In 2004 and 2009 an executive somewhere decided to try and stretch the series thin by making 2 more sequels, Terminator 3 and Salvation, respectively, and in my opinion, that should have been the end of it. Unfortunately Arnie’s pockets are thin post his tenure at the Governor of California and now in 2015 here we go again, as famously said himself ‘I’ll be back’. And he wasn’t lying.

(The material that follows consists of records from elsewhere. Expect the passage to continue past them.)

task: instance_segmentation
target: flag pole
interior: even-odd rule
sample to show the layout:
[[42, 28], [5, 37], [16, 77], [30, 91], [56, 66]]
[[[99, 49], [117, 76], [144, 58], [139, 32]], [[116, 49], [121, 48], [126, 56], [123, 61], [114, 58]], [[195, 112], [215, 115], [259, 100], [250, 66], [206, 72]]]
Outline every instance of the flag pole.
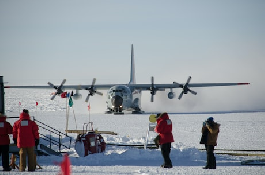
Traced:
[[89, 121], [88, 122], [90, 123], [90, 102], [88, 103], [88, 114], [89, 114], [89, 119], [88, 119]]
[[92, 124], [90, 123], [90, 102], [88, 102], [88, 124], [89, 124], [89, 130], [93, 130], [93, 128], [90, 129], [90, 126], [92, 126]]
[[21, 102], [18, 102], [18, 115], [20, 114], [20, 105], [21, 105]]
[[68, 129], [68, 127], [67, 127], [67, 125], [68, 125], [68, 121], [67, 121], [67, 111], [68, 111], [67, 100], [68, 100], [68, 97], [65, 98], [65, 108], [66, 108], [66, 110], [65, 110], [65, 117], [66, 117], [65, 130], [66, 131]]
[[67, 105], [67, 100], [68, 100], [68, 98], [69, 98], [69, 100], [70, 100], [70, 93], [67, 93], [67, 96], [66, 96], [66, 114], [65, 114], [65, 116], [66, 116], [66, 126], [65, 126], [65, 130], [66, 130], [66, 132], [67, 132], [67, 130], [68, 130], [68, 120], [69, 120], [69, 110], [70, 110], [70, 106], [68, 106]]
[[37, 112], [38, 112], [38, 105], [39, 103], [36, 101], [36, 117], [37, 117]]
[[73, 103], [72, 97], [69, 94], [69, 107], [68, 107], [68, 115], [67, 115], [67, 120], [66, 120], [66, 122], [67, 122], [67, 129], [68, 129], [68, 120], [69, 120], [69, 115], [70, 115], [69, 114], [70, 113], [70, 107], [73, 108], [73, 113], [74, 113], [74, 107], [73, 107], [73, 105], [74, 105], [74, 103]]
[[76, 117], [75, 117], [75, 110], [74, 110], [74, 107], [73, 108], [73, 114], [74, 114], [74, 119], [75, 119], [75, 129], [77, 130], [77, 123], [76, 123]]

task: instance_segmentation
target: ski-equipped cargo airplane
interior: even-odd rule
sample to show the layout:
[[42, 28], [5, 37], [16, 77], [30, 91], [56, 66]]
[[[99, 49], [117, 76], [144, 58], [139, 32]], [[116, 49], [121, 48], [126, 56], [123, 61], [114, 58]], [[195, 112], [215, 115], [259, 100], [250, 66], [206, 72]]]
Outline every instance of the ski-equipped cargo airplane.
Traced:
[[[173, 82], [172, 84], [155, 84], [154, 77], [151, 77], [150, 84], [136, 84], [135, 81], [135, 65], [134, 65], [134, 50], [131, 45], [131, 73], [130, 82], [128, 84], [95, 84], [96, 79], [94, 78], [91, 85], [64, 85], [66, 79], [64, 79], [59, 86], [48, 82], [50, 87], [53, 87], [56, 92], [51, 97], [51, 100], [56, 95], [60, 95], [65, 89], [76, 90], [72, 93], [72, 97], [75, 100], [81, 99], [82, 95], [79, 90], [87, 90], [89, 93], [85, 99], [85, 102], [89, 101], [89, 97], [94, 94], [103, 95], [98, 90], [108, 90], [107, 92], [107, 111], [106, 113], [123, 114], [123, 111], [132, 111], [132, 113], [143, 113], [141, 109], [141, 92], [150, 91], [151, 102], [154, 101], [154, 95], [157, 91], [165, 91], [170, 89], [168, 92], [168, 98], [173, 99], [176, 97], [174, 88], [181, 88], [182, 91], [178, 96], [180, 100], [183, 94], [190, 92], [196, 95], [197, 92], [190, 89], [190, 87], [211, 87], [211, 86], [237, 86], [237, 85], [248, 85], [250, 83], [190, 83], [191, 77], [189, 76], [186, 83]], [[49, 88], [49, 86], [5, 86], [5, 88]]]

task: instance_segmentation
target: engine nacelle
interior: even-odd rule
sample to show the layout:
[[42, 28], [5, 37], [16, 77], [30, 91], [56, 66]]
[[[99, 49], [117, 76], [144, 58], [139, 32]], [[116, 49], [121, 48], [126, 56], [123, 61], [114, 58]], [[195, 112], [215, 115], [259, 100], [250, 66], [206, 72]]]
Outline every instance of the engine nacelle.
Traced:
[[74, 100], [79, 100], [79, 99], [81, 99], [82, 98], [82, 95], [81, 94], [74, 94], [73, 95], [73, 99]]
[[173, 98], [176, 97], [176, 94], [175, 94], [174, 92], [169, 92], [169, 93], [167, 94], [167, 97], [168, 97], [169, 99], [173, 99]]

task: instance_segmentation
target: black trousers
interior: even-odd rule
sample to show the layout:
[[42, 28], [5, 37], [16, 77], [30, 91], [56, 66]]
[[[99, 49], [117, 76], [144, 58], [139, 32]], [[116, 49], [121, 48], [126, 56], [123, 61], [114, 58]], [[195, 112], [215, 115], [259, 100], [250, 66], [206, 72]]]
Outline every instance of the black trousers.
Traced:
[[207, 153], [207, 163], [206, 167], [208, 168], [216, 168], [216, 158], [214, 157], [214, 146], [213, 145], [205, 145], [206, 153]]
[[9, 168], [9, 145], [0, 145], [0, 155], [2, 155], [3, 169]]
[[170, 151], [171, 151], [171, 142], [165, 143], [160, 145], [161, 147], [161, 154], [164, 158], [164, 165], [170, 165], [172, 166], [171, 159], [169, 157]]

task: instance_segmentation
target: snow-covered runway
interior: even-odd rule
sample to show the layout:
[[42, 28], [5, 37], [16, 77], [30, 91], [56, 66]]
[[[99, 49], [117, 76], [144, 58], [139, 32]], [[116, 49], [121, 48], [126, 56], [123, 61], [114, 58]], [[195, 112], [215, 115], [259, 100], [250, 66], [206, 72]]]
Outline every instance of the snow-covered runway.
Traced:
[[[7, 116], [18, 116], [19, 99], [13, 98], [14, 93], [6, 91], [6, 114]], [[49, 99], [40, 101], [38, 106], [31, 105], [33, 101], [24, 98], [22, 108], [29, 108], [30, 115], [43, 123], [55, 127], [60, 131], [66, 128], [66, 112], [64, 99], [58, 99], [50, 104]], [[32, 97], [33, 98], [33, 97]], [[46, 98], [46, 97], [45, 97]], [[58, 103], [60, 102], [60, 103]], [[35, 104], [35, 103], [33, 103]], [[92, 109], [93, 105], [91, 104]], [[46, 108], [48, 106], [48, 108]], [[70, 110], [68, 129], [83, 128], [83, 124], [89, 120], [89, 113], [75, 110], [76, 123], [73, 109]], [[204, 145], [199, 144], [201, 137], [202, 122], [209, 116], [214, 117], [220, 123], [220, 134], [216, 153], [227, 152], [226, 150], [262, 150], [265, 145], [265, 112], [251, 113], [219, 113], [219, 114], [174, 114], [169, 117], [173, 122], [173, 135], [175, 142], [172, 143], [171, 160], [172, 169], [160, 168], [162, 156], [159, 149], [137, 149], [129, 146], [107, 145], [106, 151], [99, 154], [90, 154], [87, 157], [78, 157], [74, 150], [74, 142], [70, 149], [63, 149], [70, 155], [72, 174], [264, 174], [265, 166], [243, 166], [241, 161], [248, 159], [262, 159], [262, 157], [230, 156], [216, 154], [217, 169], [204, 170], [206, 153], [201, 150]], [[107, 143], [116, 144], [144, 144], [149, 125], [149, 114], [143, 115], [109, 115], [93, 113], [91, 110], [90, 120], [94, 129], [113, 131], [118, 135], [103, 134]], [[16, 119], [8, 119], [13, 124]], [[42, 131], [45, 135], [50, 133]], [[77, 134], [69, 134], [73, 140]], [[149, 142], [156, 136], [154, 132], [149, 133]], [[12, 139], [11, 139], [12, 140]], [[47, 144], [40, 140], [42, 144]], [[67, 142], [63, 138], [63, 142]], [[54, 148], [56, 149], [56, 148]], [[220, 150], [221, 149], [221, 150]], [[229, 151], [232, 152], [232, 151]], [[252, 152], [249, 152], [252, 153]], [[264, 152], [259, 152], [262, 154]], [[36, 170], [31, 174], [58, 174], [60, 167], [54, 162], [62, 161], [63, 157], [39, 156], [37, 162], [43, 169]], [[0, 174], [3, 172], [0, 172]], [[18, 170], [12, 170], [9, 174], [17, 174]], [[27, 174], [24, 172], [21, 174]]]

In a sort of reboot set within the same universe – and if that makes no sense blame the writers not me – Kyle Reese, now played by Aussie actor Jai Courtney is sent back to 1984 to protect Sarah Connor as her son John is the key to resistance winning the war against vicious, intelligent super machines in a post apocalyptic 2029 future. When he arrives however, he finds that the T-800 cyborg he needs to stop has already been terminated by a more seasoned (aka old looking) Arnie as ‘Pops’ – Sarah Connor’s guardian of the previous 20 years, re-programmed to protect her rather than kill her.
This throws into a skew of timelines of the past and future as clearly someone has been tampering with fate, and its up to Kyle, Sarah – played by Danerys from Game of Thrones’ Emilie Clarke – and Pops to shut down the corporation responsible for the impending doom in Cyberdyne which will eventually become ‘Skynet’ and stop Judgment Day from ever happening, which is the moment the machines turn on humanity, launching their own missiles on themselves.
Honestly and candidly, this is not a good movie. It ticks the right amount of boxes for epic visual effect stunts and a nice epic, deep soundtrack but decides to then leave script writing and character development to the wayside. Everything feels kind of ajar, like they were almost there on so many levels but continue to disappoint throughout. Throwbacks to old catchphrases, old plot lines and starring an old Arnie just don’t deliver.
The performances felt like placeholder characters to drive the narrative harking back to the original films and the storylines set up back then; overall it is recycling the best bits of Terminator 1 and 2 but doesn’t get up to par in its attempts. No sense of real danger and halfhearted attempts to setup suspense, say hasta la vista to the magic of the series because it’s all but extinguished.
Yet for the two whole hours I couldn’t seem to turn away, the action was stimulating enough to keep me there, rendering my brain completely off. A popcorn flick by all definitions – 5/10.